# is she a huskie? please help?



## josuealvarez18 (Sep 24, 2012)

Hi i just bought this adorable female puppy which i believe is a huskie. But im not sure & i was wondering if anybody on here could help me on telling me wether it is or it isnt a huskie, just by these photos. I know that the alaskan malamute has same look characteristics. Any help would be much appreciated thank you.


----------



## Crantastic (Feb 3, 2010)

Malamutes have brown eyes (I'm simplifying things a lot, but it is very rare to find a blue-eyed mal). She looks like a husky to me!


----------



## Amaryllis (Dec 28, 2011)

What a cute little baby husky!


----------



## josuealvarez18 (Sep 24, 2012)

Crantastic said:


> Malamutes have brown eyes (I'm simplifying things a lot, but it is very rare to find a blue-eyed mal). She looks like a husky to me!


Thank u so much for the information. Im glad to know she is 



Amaryllis said:


> What a cute little baby husky!


 Thank you she is.


----------



## Bear2010 (Aug 21, 2012)

Husky baby in the first two pics,the third pic looks like my sisters corgi when he was a baby.Did they tell you what breed he is when you bought him?


----------



## Abbylynn (Jul 7, 2011)

Pretty girl!


----------



## josuealvarez18 (Sep 24, 2012)

They told me she was a huskie. That was all they said.


----------



## malamutelove (Dec 6, 2010)

she is a husky! Blue eyes dead give away. No mal look in this pretty baby. Not trying to be rude but husky is spelled with a y. Sorry I am not trying to be mean.


----------



## josuealvarez18 (Sep 24, 2012)

malamutelove said:


> she is a husky! Blue eyes dead give away. No mal look in this pretty baby. Not trying to be rude but husky is spelled with a y. Sorry I am not trying to be mean.


Ok thank you for the info. & dont worry no offense taken.


----------



## Salina (Sep 2, 2012)

what a cutie


----------



## Keechak (Aug 10, 2008)

Husky's can have both brown and/or blue eyes while Malamutes can only have brown eyes. So yep a lovely little husky.


----------



## HollowHeaven (Feb 5, 2012)

I'm not trying to be rude here but did you do any research on this breed before buying this puppy? If not, you're in for a big shock.


----------



## odiesmom (May 31, 2007)

HollowHeaven said:


> I'm not trying to be rude here but did you do any research on this breed before buying this puppy? If not, you're in for a big shock.


yes what ^^^^ said ! I hope you are an experienced dog owner. And yes she looks all husky to me !

oh and there is no such breed as just a husky. There are siberian huskies, Alaskan huskies are actually a mixed breed.

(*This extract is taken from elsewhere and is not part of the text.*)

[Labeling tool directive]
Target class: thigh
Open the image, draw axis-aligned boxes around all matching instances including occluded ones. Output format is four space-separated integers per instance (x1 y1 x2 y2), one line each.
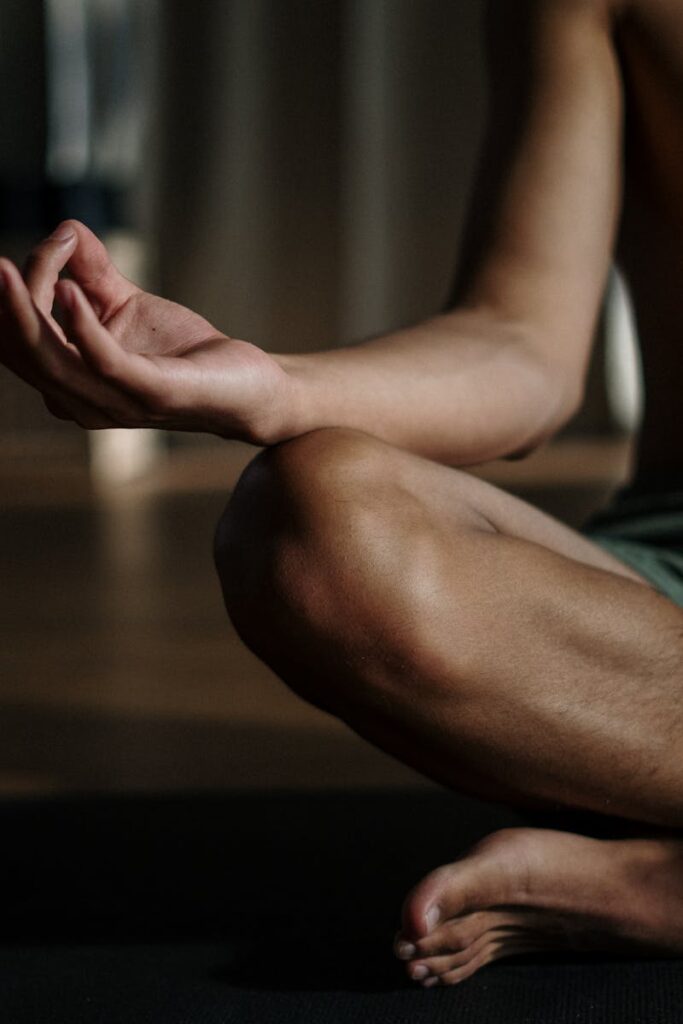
387 453 652 588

I would try to get more info from the person you purchased this puppy from !


----------



## Losech (Apr 5, 2011)

Yup, pretty little Siberian husky pup!

Definitely do a good bit of research on the breed if you don't know much about them. Also, if you haven't already, take her to the vet for a checkup to make sure she's in good shape. It's always a good idea to take a new pup, even one from a good breeder, to the vet after you get them.


----------



## Sibe (Nov 21, 2010)

Where did you get her from? You definitely need to do some reading on huskies!  What's her name? She's really cute!!


----------



## odiesmom (May 31, 2007)

I didn't mean to sound rude in my earlier posting. She is really adorable. I just see so many end up in shelters because people had no idea what they were getting into when they got a husky , they can be a handful to say the least !! Good luck with your new baby and keep us posted with lots of pics .


----------



## Sibe (Nov 21, 2010)

odiesmom said:


> I didn't mean to sound rude in my earlier posting. She is really adorable. I just see so many end up in shelters because people had no idea what they were getting into when they got a husky , they can be a handful to say the least !! Good luck with your new baby and keep us posted with lots of pics .

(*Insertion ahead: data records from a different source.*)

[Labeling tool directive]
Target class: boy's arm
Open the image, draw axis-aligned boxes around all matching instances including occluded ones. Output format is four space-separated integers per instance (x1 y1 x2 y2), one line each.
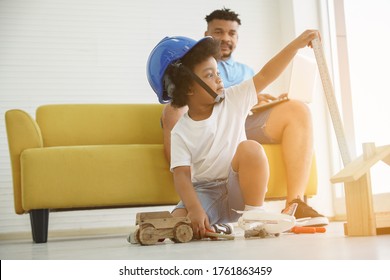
173 166 211 238
161 104 188 162
253 30 320 92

 Seconded! Please don't think any of us are being rude. Any breed can be a handful or challenge if you aren't sure what to expect.


----------



## Erica914 (Sep 11, 2012)

Yup it's husky...and mine is throwing a temper tantrum right now...soooo I'm not soo happy with huskies at the moment LOL


----------



## Spirit_of_Cotons (Jun 21, 2009)

That is a cute Husky!! Also Mals are bigger too than Huskies.


----------



## malamutelove (Dec 6, 2010)

Spirit_of_Cotons said:


> Also Mals are bigger too than Huskies.


usually, however I have seen some big huskies lately! lol


----------



## Mheath0429 (Sep 4, 2011)

odiesmom said:


> yes what ^^^^ said ! I hope you are an experienced dog owner. And yes she looks all husky to me !
> 
> oh and there is no such breed as just a husky. There are siberian huskies, Alaskan huskies are actually a mixed breed. I would try to get more info from the person you purchased this puppy from !


Thank you for being informed! Too many people say alaskan huskies are a breed!!

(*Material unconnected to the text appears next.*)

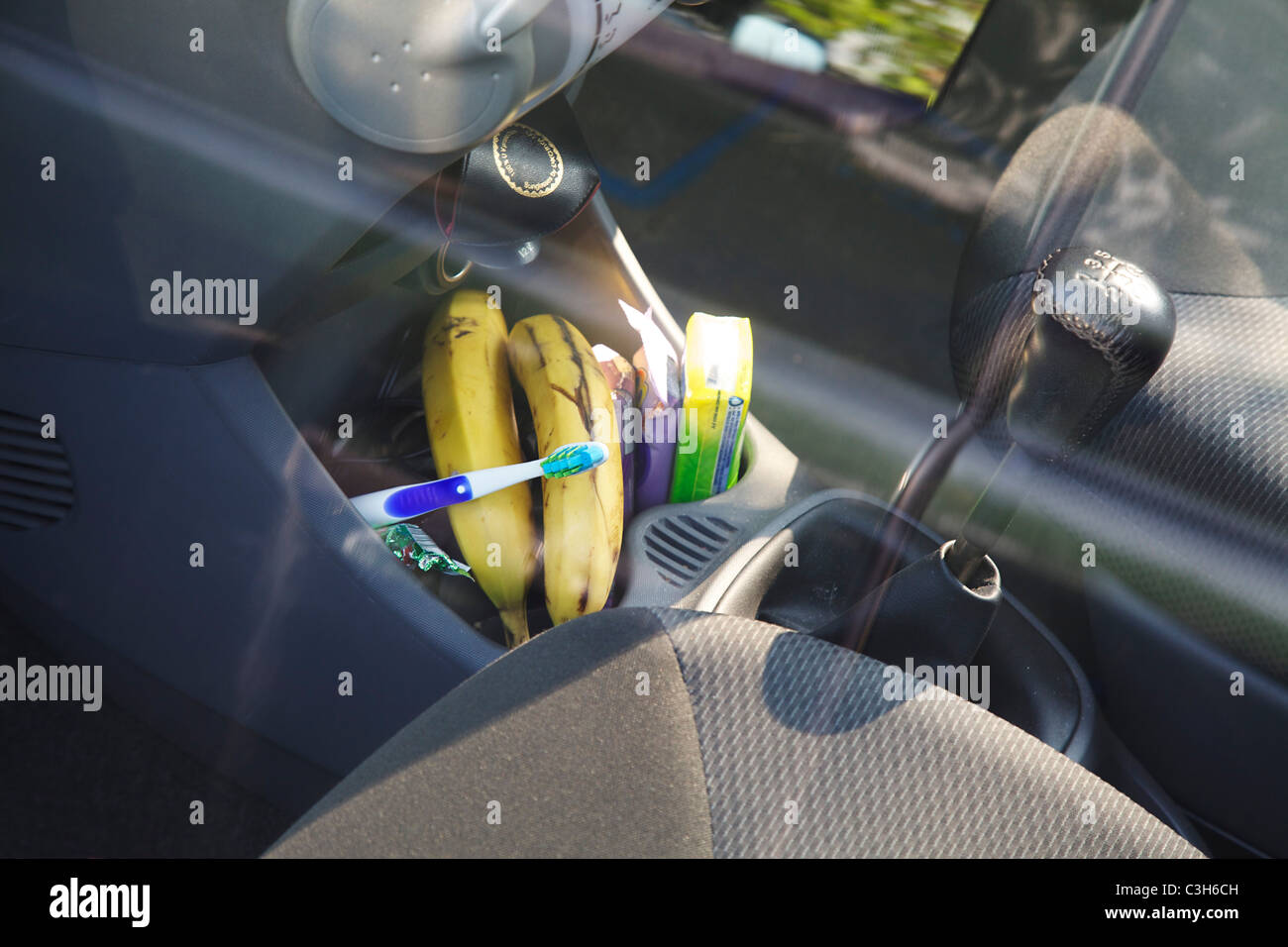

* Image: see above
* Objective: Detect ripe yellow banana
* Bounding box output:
[421,290,537,648]
[510,316,622,624]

Please OP, do your research they are a real handful, but are worth all the trouble they cause. If you want any help please ask but i suggest you invest in Siberian Huskies for Dummies - you will thank yourself later.


----------



## SoDog (Sep 30, 2012)

Keechak said:


> Husky's can have both brown and/or blue eyes while Malamutes can only have brown eyes. So yep a lovely little husky.


Can only a Husky have blue eyes? Can a Husky mix have blue eyes?


----------



## SoDog (Sep 30, 2012)

Gorgeous puppy, the fist picture looks like Derp, but the other ones are great.


----------



## Mheath0429 (Sep 4, 2011)

SoDog said:


> Can only a Husky have blue eyes? Can a Husky mix have blue eyes?


A husky mix can have blue, parti, bi or brown eyes.


----------



## Sibe (Nov 21, 2010)

SoDog said:


> Can only a Husky have blue eyes? Can a Husky mix have blue eyes?


 There are dozens of breeds that can have blue eyes, and yes a husky mix can have blue eyes. Huskies can also have brown, amber, hazel, green, or a combo of colors in one eye (parti eye).


----------



## Miss Bugs (Jul 4, 2011)

> Can only a Husky have blue eyes? Can a Husky mix have blue eyes?


they mean between Huskies and Malamutes, Mal's always have brown eyes, Huskys can have either or both. lots of other breeds can have blue eyes  

and yes, this pup is a Husky, doesnt look anything like a mal  I thinks Aussies and BCs are harder to tell aparte then Huskies and Mals', but apperently I am in the minority lol


----------